L’Organisation mondiale du tourisme rapporte d’ailleurs que le secteur du tourisme gourmand est en constante expansion, et ce, partout autour de la planète. Il reste cependant difficile de savoir dans quelle mesure les touristes viennent à Montréal pour la gastronomie tout particulièrement. Selon Stéphanie Laurin, gestionnaire du tourisme culturel chez Tourisme Montréal, ce serait environ 25 % des visiteurs qui pratiqueraient le tourisme gourmand à Montréal, bien qu’une plus grande partie d’entre eux profite des attraits culinaires de la métropole durant leur séjour. (entrevue courriel, 2 décembre)
Laurence Thibault
Qu’est-ce qui attire les touristes à Montréal ?
Que ce soit la qualité et la variété des restaurants, le rapport qualité/prix, les produits locaux/régionaux au menu et même la qualité du service, toutes les raisons sont bonnes pour venir faire du tourisme gastronomique à Montréal, indique Stéphanie Laurin. Au-delà du folklore culinaire québécois que sont la poutine et le sirop d’érable, Montréal offre une foule de produits très diversifiés.

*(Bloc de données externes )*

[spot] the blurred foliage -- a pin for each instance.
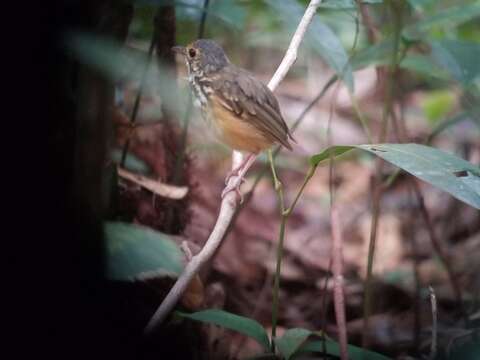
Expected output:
(437, 105)
(134, 251)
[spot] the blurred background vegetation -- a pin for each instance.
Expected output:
(413, 64)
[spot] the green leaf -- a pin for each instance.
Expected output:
(443, 170)
(378, 54)
(345, 4)
(458, 58)
(231, 321)
(332, 348)
(133, 250)
(291, 341)
(319, 36)
(424, 65)
(449, 17)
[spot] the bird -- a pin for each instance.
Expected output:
(242, 111)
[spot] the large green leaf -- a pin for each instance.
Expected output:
(443, 170)
(291, 341)
(231, 321)
(458, 58)
(332, 348)
(133, 250)
(319, 36)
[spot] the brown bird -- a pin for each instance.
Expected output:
(243, 112)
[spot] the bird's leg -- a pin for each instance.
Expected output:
(237, 170)
(238, 174)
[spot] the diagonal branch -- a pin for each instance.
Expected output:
(229, 202)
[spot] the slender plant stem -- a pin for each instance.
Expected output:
(177, 172)
(276, 285)
(229, 202)
(136, 105)
(396, 14)
(284, 214)
(433, 302)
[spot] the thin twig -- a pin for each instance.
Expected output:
(177, 172)
(378, 187)
(433, 302)
(229, 202)
(442, 255)
(164, 190)
(338, 282)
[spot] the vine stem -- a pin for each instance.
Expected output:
(229, 202)
(284, 214)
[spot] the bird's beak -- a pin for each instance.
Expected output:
(179, 49)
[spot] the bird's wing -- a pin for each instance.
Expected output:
(241, 93)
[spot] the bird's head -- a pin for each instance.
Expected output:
(203, 56)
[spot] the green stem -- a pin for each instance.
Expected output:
(276, 285)
(387, 109)
(285, 214)
(177, 172)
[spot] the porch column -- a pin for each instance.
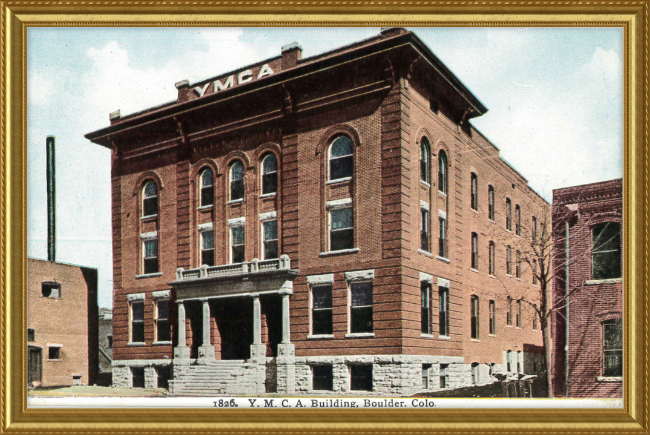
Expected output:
(206, 350)
(181, 351)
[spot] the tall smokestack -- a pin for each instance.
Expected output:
(51, 200)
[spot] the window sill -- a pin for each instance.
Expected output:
(339, 180)
(148, 275)
(339, 252)
(609, 379)
(603, 281)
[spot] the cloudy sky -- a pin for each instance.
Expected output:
(555, 100)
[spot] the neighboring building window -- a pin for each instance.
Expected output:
(442, 238)
(493, 318)
(424, 160)
(163, 332)
(443, 375)
(269, 174)
(321, 314)
(51, 289)
(606, 254)
(361, 307)
(207, 248)
(443, 311)
(474, 191)
(270, 229)
(475, 317)
(475, 251)
(442, 172)
(237, 181)
(341, 229)
(237, 242)
(509, 312)
(54, 352)
(517, 220)
(323, 378)
(150, 199)
(150, 256)
(361, 377)
(491, 259)
(491, 211)
(137, 322)
(425, 307)
(424, 230)
(613, 348)
(340, 158)
(207, 187)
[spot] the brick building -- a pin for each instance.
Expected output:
(331, 223)
(61, 324)
(592, 214)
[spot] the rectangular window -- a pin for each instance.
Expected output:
(606, 254)
(237, 241)
(137, 322)
(361, 377)
(341, 229)
(425, 311)
(424, 230)
(442, 240)
(443, 375)
(474, 325)
(163, 332)
(150, 254)
(323, 378)
(361, 307)
(493, 320)
(613, 348)
(270, 239)
(207, 248)
(321, 314)
(443, 313)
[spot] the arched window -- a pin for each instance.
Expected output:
(442, 171)
(424, 160)
(269, 174)
(207, 187)
(150, 199)
(340, 158)
(236, 181)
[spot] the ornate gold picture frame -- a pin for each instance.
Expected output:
(633, 17)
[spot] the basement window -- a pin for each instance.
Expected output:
(51, 289)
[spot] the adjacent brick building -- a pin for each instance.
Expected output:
(592, 214)
(61, 324)
(312, 224)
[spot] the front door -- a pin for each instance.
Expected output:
(34, 365)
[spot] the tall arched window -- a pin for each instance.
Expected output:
(150, 199)
(424, 160)
(340, 158)
(207, 187)
(442, 171)
(269, 174)
(236, 181)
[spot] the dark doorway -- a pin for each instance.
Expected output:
(34, 365)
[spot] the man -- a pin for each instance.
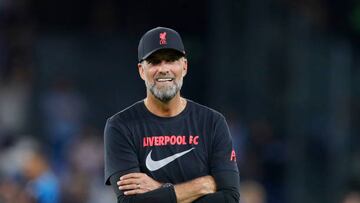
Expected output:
(166, 148)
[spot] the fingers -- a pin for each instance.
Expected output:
(131, 175)
(129, 187)
(128, 182)
(134, 192)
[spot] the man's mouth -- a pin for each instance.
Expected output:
(164, 79)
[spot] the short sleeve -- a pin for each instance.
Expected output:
(120, 150)
(223, 157)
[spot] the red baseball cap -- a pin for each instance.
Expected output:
(159, 38)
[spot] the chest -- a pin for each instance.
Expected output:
(174, 152)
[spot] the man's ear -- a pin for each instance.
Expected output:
(185, 67)
(141, 70)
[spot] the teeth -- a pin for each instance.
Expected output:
(163, 79)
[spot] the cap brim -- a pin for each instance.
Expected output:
(161, 48)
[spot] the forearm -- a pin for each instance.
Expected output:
(228, 184)
(155, 196)
(194, 189)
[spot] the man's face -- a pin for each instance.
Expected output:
(163, 73)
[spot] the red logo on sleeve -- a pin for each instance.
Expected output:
(233, 156)
(163, 38)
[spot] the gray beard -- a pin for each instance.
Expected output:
(164, 93)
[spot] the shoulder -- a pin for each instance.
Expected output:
(130, 113)
(200, 109)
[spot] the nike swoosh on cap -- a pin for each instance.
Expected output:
(155, 165)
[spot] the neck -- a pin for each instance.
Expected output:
(165, 109)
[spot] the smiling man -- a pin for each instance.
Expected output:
(166, 148)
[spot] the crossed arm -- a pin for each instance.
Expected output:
(138, 187)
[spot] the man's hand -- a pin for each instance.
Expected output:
(194, 189)
(137, 183)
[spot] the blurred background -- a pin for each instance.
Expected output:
(285, 73)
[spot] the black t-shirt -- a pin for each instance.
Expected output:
(176, 149)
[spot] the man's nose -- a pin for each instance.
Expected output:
(164, 67)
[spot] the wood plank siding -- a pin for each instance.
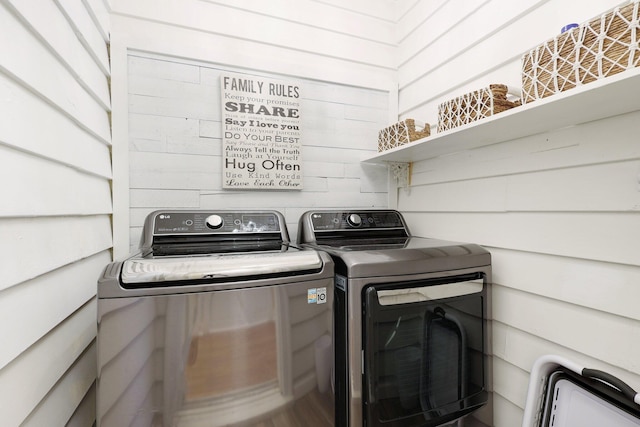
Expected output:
(55, 227)
(168, 102)
(559, 211)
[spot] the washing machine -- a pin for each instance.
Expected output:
(412, 334)
(217, 321)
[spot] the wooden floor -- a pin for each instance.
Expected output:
(312, 410)
(230, 361)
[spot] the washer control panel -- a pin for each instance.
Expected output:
(327, 221)
(208, 222)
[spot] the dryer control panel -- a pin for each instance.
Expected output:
(324, 221)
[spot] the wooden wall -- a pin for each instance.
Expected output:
(175, 144)
(55, 228)
(559, 211)
(167, 133)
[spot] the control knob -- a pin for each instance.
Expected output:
(214, 221)
(354, 220)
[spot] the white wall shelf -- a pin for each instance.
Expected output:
(600, 99)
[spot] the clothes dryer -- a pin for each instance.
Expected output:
(411, 321)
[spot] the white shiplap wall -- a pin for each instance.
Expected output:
(560, 211)
(166, 62)
(55, 228)
(175, 145)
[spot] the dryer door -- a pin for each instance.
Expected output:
(423, 351)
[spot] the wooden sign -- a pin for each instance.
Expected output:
(261, 143)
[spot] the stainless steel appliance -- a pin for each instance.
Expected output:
(218, 321)
(411, 331)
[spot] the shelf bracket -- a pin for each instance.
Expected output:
(401, 172)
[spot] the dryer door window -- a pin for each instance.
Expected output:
(424, 351)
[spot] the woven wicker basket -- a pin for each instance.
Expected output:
(602, 47)
(475, 106)
(401, 133)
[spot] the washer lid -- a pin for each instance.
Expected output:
(225, 267)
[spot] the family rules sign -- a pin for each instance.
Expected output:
(261, 133)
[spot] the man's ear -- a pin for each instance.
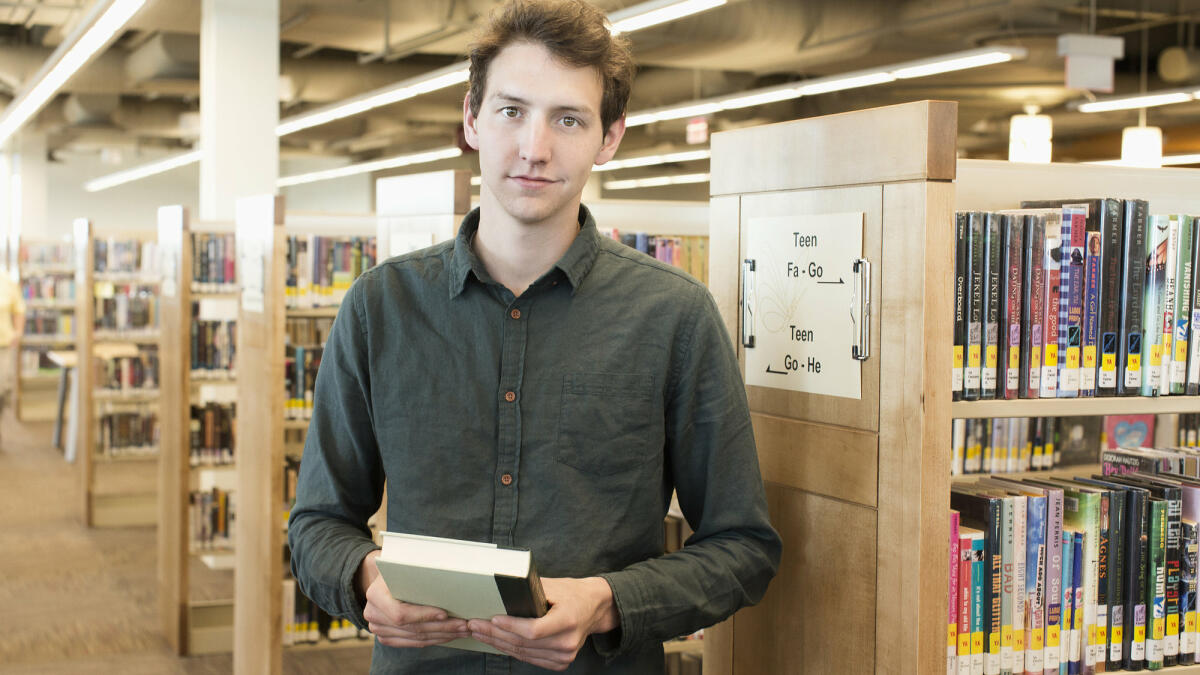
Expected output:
(612, 137)
(468, 124)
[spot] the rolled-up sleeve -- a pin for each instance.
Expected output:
(341, 476)
(735, 551)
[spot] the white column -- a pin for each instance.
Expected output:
(239, 102)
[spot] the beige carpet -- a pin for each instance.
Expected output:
(76, 601)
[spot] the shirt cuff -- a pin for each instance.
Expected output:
(625, 597)
(349, 593)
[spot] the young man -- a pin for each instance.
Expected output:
(535, 384)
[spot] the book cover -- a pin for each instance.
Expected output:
(1133, 280)
(993, 303)
(972, 372)
(1181, 310)
(467, 579)
(1155, 300)
(1071, 309)
(1051, 306)
(1033, 308)
(960, 304)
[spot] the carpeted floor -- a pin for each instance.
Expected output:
(76, 601)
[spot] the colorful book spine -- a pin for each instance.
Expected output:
(1051, 305)
(1181, 309)
(1133, 297)
(1071, 309)
(1033, 309)
(1011, 316)
(1110, 297)
(960, 303)
(993, 302)
(1035, 584)
(1157, 245)
(1092, 260)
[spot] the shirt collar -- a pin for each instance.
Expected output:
(575, 264)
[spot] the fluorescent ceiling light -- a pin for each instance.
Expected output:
(1139, 101)
(658, 12)
(1180, 160)
(958, 60)
(139, 172)
(840, 82)
(652, 160)
(625, 21)
(93, 35)
(367, 167)
(441, 78)
(657, 181)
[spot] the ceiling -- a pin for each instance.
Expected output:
(143, 93)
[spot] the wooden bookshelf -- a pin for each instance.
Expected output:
(114, 490)
(192, 621)
(34, 393)
(868, 481)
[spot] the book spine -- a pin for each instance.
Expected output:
(1181, 309)
(1071, 309)
(1110, 298)
(1188, 596)
(1133, 290)
(955, 562)
(1035, 584)
(1011, 338)
(993, 302)
(1035, 308)
(1092, 261)
(1050, 316)
(1056, 563)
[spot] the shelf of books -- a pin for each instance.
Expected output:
(197, 477)
(47, 285)
(291, 282)
(117, 386)
(864, 472)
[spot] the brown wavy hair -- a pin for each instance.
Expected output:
(574, 31)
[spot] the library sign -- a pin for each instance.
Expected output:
(805, 302)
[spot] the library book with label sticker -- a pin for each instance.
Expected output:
(467, 579)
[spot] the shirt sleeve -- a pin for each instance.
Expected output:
(711, 451)
(341, 476)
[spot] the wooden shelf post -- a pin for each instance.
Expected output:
(258, 607)
(857, 488)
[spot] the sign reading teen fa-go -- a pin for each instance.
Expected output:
(798, 303)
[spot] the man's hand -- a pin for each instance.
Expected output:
(402, 625)
(579, 608)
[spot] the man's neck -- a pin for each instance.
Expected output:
(516, 254)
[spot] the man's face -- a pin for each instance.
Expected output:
(538, 133)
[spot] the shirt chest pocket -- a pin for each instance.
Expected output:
(609, 423)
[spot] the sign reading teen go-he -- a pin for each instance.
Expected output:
(799, 286)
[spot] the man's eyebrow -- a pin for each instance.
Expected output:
(514, 99)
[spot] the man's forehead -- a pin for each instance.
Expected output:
(529, 73)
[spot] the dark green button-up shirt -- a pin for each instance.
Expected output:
(561, 428)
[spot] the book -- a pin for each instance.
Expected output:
(466, 579)
(1133, 291)
(960, 303)
(1181, 309)
(994, 286)
(1157, 248)
(1051, 305)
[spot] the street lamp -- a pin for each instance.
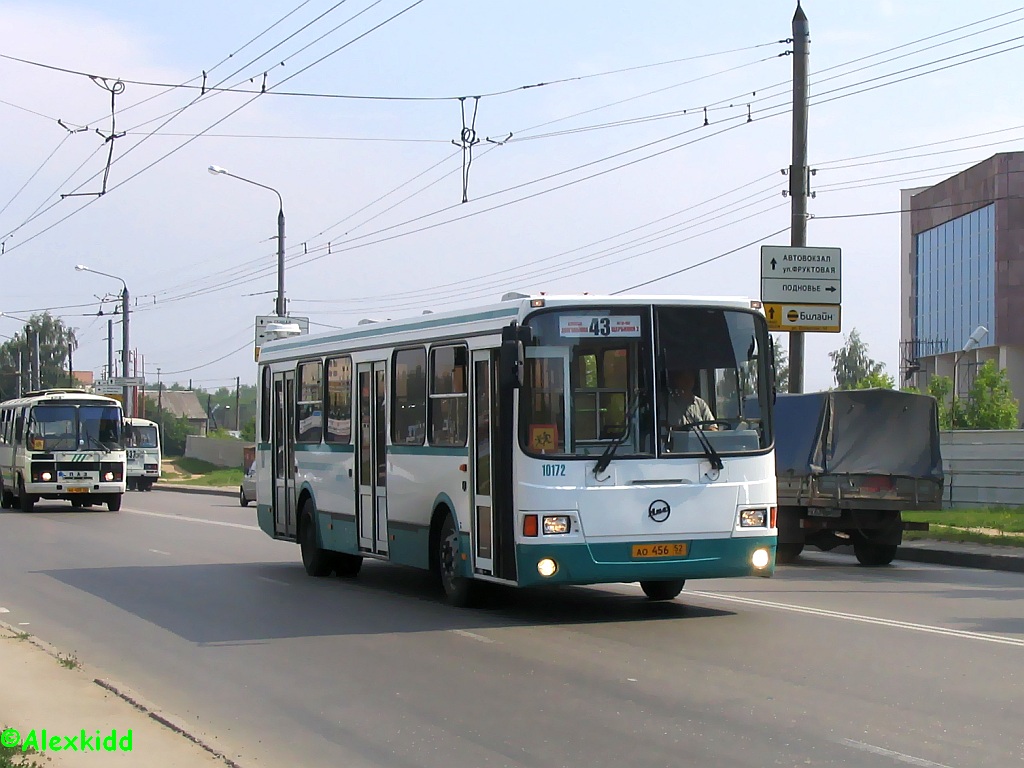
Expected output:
(129, 411)
(282, 311)
(973, 341)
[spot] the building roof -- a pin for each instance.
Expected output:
(179, 402)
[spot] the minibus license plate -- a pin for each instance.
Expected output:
(663, 549)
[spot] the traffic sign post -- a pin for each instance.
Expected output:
(802, 288)
(820, 317)
(808, 275)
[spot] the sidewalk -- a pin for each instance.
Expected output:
(39, 691)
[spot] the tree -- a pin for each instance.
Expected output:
(851, 364)
(54, 340)
(876, 380)
(990, 402)
(781, 361)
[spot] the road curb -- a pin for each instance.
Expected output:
(985, 561)
(208, 489)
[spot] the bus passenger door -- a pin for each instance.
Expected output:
(372, 465)
(481, 472)
(284, 455)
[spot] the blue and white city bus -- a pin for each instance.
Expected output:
(525, 442)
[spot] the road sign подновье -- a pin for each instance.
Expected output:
(820, 317)
(805, 275)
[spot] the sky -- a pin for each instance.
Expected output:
(619, 145)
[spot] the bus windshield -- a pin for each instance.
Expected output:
(75, 428)
(675, 378)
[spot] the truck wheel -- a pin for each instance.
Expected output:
(871, 553)
(317, 562)
(787, 552)
(663, 590)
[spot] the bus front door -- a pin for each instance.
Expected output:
(372, 464)
(284, 455)
(481, 473)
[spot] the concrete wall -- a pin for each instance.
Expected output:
(220, 452)
(983, 467)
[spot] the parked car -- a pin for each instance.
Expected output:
(247, 491)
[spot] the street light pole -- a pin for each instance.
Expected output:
(973, 341)
(125, 335)
(281, 307)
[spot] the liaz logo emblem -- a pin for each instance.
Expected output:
(658, 511)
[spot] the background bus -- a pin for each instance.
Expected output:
(61, 443)
(144, 461)
(525, 442)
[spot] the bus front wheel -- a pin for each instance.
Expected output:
(459, 591)
(663, 590)
(26, 501)
(316, 561)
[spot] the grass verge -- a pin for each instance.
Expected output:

Les festivals gourmands sont également une opportunité pour les visiteurs de découvrir la cuisine d’ici, ainsi que les différents produits offerts par nos artisans. D’ailleurs, le mardi 3 décembre, le festival Montréal en lumière, qui accorde une section important à la gastronomie, a dévoilé la programmation gourmande de cette 21e édition qui aura lieu du 20 février au 1er mars 2020. Les activités prévues comprendront une Nuit Gourmande dont l’objectif est de « faire et refaire découvrir la gastronomie et les talents culinaires d’ici à travers une foule d’activités gourmandes nocturnes ».
Selon la doctorante Gwenaëlle Reyt, l’ambiance générale proposée par une ville comme Montréal intéresse aussi grandement les touristes. Les initiatives culinaires du Time Out Market par exemple, qui a ouvert au Centre Eaton en novembre et qui offre des plats de chefs réputés tels que Normand Laprise et Gaëlle Cerf, sont une occasion pour les touristes de participer à dynamiser le secteur. Ce modèle, inspiré d’un concept semblable implanté à Lisbonne au Portugal en 2014, propose 16 restaurants et une variété de près de 100 plats.
Montréal en lumière
Le tourisme gourmand rapporte-t-il ?
Dû à son expansion, le tourisme gastronomique est une source importante de revenus à Montréal comme pour le reste du Québec. Selon le rapport Retombées économiques et importance touristique de l’agrotourisme et du tourisme gourmand réalisé par le groupe de concertation sur l’agrotourisme et le tourisme gourmand au Québec en mars 2016, « les entreprises ont généré un chiffre d’affaires en agrotourisme et en tourisme gourmand de 485 M$ […] De ce total, 40 % proviennent des entreprises en agrotourisme et 60 % des entreprises en tourisme gourmand ».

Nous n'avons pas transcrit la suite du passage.